Incumbent Laurent Gbagbo, who was sworn in as Ivory Coast’s president on Saturday in defiance of the UN and the Electoral Commission, has seized power, the opposition said, while offering to integrate his ministers into a new government.
“We are in the logic of confiscation of power,” Guillaume Soro, Gbagbo’s former prime minister who resigned last week and joined the rival cabinet of Alassane Dramane Ouattara as prime minister, told Europe1 radio yesterday. “The alternation of power must be allowed.”
Gbagbo, 65, was sworn in as president after the Constitutional Council rejected the Electoral Commission’s vote count from the Nov. 28 election, alleging vote rigging in some northern states. Hours later, Ouattara, 68, said he had taken the oath of office, citing the 54.1 percent of the vote the commission says he won. The UN, the EU and the US have all backed Ouattara.
Photo: EPA
“There will be no witch hunts,” said Soro, a former rebel commander in the north.
“If Laurent Gbagbo agrees to peacefully transfer power, ministers of his party will be welcome” in the new government. Ouattara “has taken refuge in a hotel,” he said.
Clashes between the rival camps have claimed the lives of 18 people in Abidjan alone over the past three days, Amadou Coulibaly, a spokesman for Ouattara’s party, said late on Sunday.
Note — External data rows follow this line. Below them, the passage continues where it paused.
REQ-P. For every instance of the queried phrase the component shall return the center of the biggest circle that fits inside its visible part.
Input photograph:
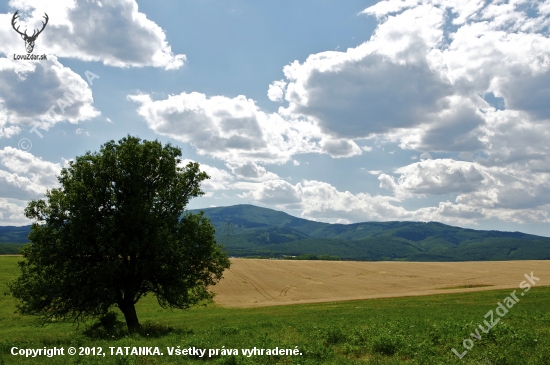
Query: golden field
(256, 282)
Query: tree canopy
(116, 230)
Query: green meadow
(409, 330)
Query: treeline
(10, 248)
(300, 257)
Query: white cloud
(110, 31)
(442, 176)
(251, 171)
(276, 90)
(234, 129)
(322, 201)
(12, 212)
(28, 90)
(219, 179)
(24, 176)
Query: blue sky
(334, 111)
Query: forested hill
(247, 230)
(255, 231)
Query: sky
(341, 112)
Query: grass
(409, 330)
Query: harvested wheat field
(253, 282)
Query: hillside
(255, 231)
(249, 231)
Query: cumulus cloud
(23, 177)
(468, 79)
(40, 94)
(12, 212)
(276, 90)
(110, 31)
(437, 177)
(219, 179)
(251, 171)
(496, 191)
(321, 201)
(235, 129)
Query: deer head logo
(29, 40)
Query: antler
(13, 19)
(34, 34)
(43, 26)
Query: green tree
(115, 231)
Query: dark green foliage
(250, 231)
(10, 248)
(113, 232)
(14, 234)
(261, 232)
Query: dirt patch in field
(252, 282)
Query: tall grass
(411, 330)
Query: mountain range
(251, 231)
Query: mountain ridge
(251, 231)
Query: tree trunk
(130, 315)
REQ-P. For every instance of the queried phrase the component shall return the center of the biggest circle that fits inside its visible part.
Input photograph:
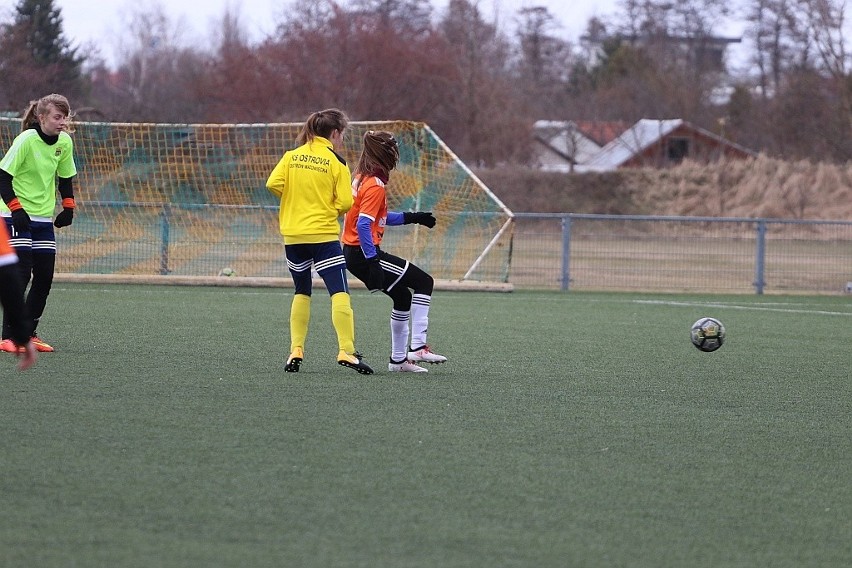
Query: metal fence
(681, 254)
(545, 251)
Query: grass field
(567, 430)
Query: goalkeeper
(12, 299)
(312, 183)
(39, 162)
(408, 286)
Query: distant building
(606, 146)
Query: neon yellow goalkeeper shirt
(34, 166)
(314, 186)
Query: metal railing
(681, 254)
(560, 251)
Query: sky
(99, 22)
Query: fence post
(566, 252)
(760, 260)
(165, 218)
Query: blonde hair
(380, 153)
(322, 123)
(42, 106)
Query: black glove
(375, 276)
(21, 221)
(420, 217)
(64, 218)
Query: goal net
(190, 199)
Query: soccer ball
(707, 334)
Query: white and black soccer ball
(707, 334)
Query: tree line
(478, 83)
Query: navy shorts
(326, 258)
(40, 239)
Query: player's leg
(43, 268)
(331, 267)
(23, 245)
(422, 284)
(299, 261)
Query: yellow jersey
(313, 185)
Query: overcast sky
(99, 22)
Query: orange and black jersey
(364, 224)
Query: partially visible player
(12, 300)
(39, 162)
(363, 229)
(313, 184)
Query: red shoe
(8, 346)
(41, 345)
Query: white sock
(399, 335)
(419, 319)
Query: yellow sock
(344, 321)
(300, 316)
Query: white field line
(736, 307)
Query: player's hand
(65, 217)
(376, 277)
(21, 221)
(27, 357)
(424, 218)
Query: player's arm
(364, 226)
(343, 198)
(20, 218)
(424, 218)
(66, 191)
(277, 181)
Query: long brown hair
(42, 106)
(380, 153)
(322, 123)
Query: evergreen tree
(36, 58)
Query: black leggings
(39, 268)
(401, 277)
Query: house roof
(631, 142)
(639, 137)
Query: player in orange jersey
(406, 284)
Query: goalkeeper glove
(66, 216)
(21, 221)
(421, 218)
(375, 275)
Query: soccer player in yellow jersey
(313, 184)
(39, 162)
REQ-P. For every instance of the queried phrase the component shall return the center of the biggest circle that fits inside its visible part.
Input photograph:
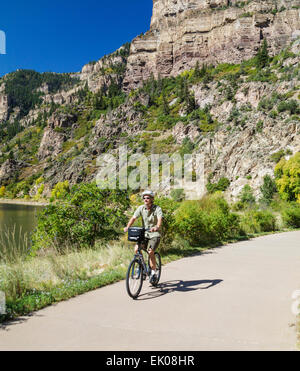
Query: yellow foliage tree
(287, 174)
Sporadic gunfire could be heard in the city on Sunday.
The country’s borders, which were sealed off on Thursday, would reopen yesterday, army spokesman Hilaire Gohourou said in a statement read on state television.
Uncertainty created by the disputed presidential election in Ivory Coast endangers stability in the country and the region, European Commission President Jose Manuel Barroso said yesterday.
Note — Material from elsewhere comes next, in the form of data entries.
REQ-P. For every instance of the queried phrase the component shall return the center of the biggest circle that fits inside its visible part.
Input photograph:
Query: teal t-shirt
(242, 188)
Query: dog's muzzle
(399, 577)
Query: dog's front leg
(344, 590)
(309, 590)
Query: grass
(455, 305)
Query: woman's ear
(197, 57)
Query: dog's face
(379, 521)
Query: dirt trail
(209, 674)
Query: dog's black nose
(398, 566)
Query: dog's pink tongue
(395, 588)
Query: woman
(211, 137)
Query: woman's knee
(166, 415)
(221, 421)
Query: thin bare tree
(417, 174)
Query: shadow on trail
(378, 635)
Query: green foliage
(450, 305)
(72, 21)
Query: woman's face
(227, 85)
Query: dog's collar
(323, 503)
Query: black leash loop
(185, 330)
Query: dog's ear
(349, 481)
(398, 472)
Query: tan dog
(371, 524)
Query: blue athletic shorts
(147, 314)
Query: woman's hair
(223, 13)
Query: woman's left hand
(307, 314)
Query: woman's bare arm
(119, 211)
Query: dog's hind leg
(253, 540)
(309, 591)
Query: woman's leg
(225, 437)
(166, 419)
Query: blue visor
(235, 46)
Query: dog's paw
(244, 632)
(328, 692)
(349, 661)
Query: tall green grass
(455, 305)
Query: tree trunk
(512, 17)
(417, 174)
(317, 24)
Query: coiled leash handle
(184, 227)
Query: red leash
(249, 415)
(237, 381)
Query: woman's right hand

“Last week, we have seen the unfolding of a story we have unfortunately seen too many times — the story of democratic elections where the results were not accepted by those who were defeated, thus putting at risk stability and peace in their country and the region,” Barroso told a development conference.
“I am referring to the situation in Ivory Coast,” he said.
The World Bank and African Development Bank on Sunday expressed “great concern and frustration” with the disputed results and said they would review their lending programs to the nation.
“In line with our policies, we will continue to closely monitor developments and reassess the usefulness and effectiveness of our programs given the breakdown in governance,” the banks said in a joint statement.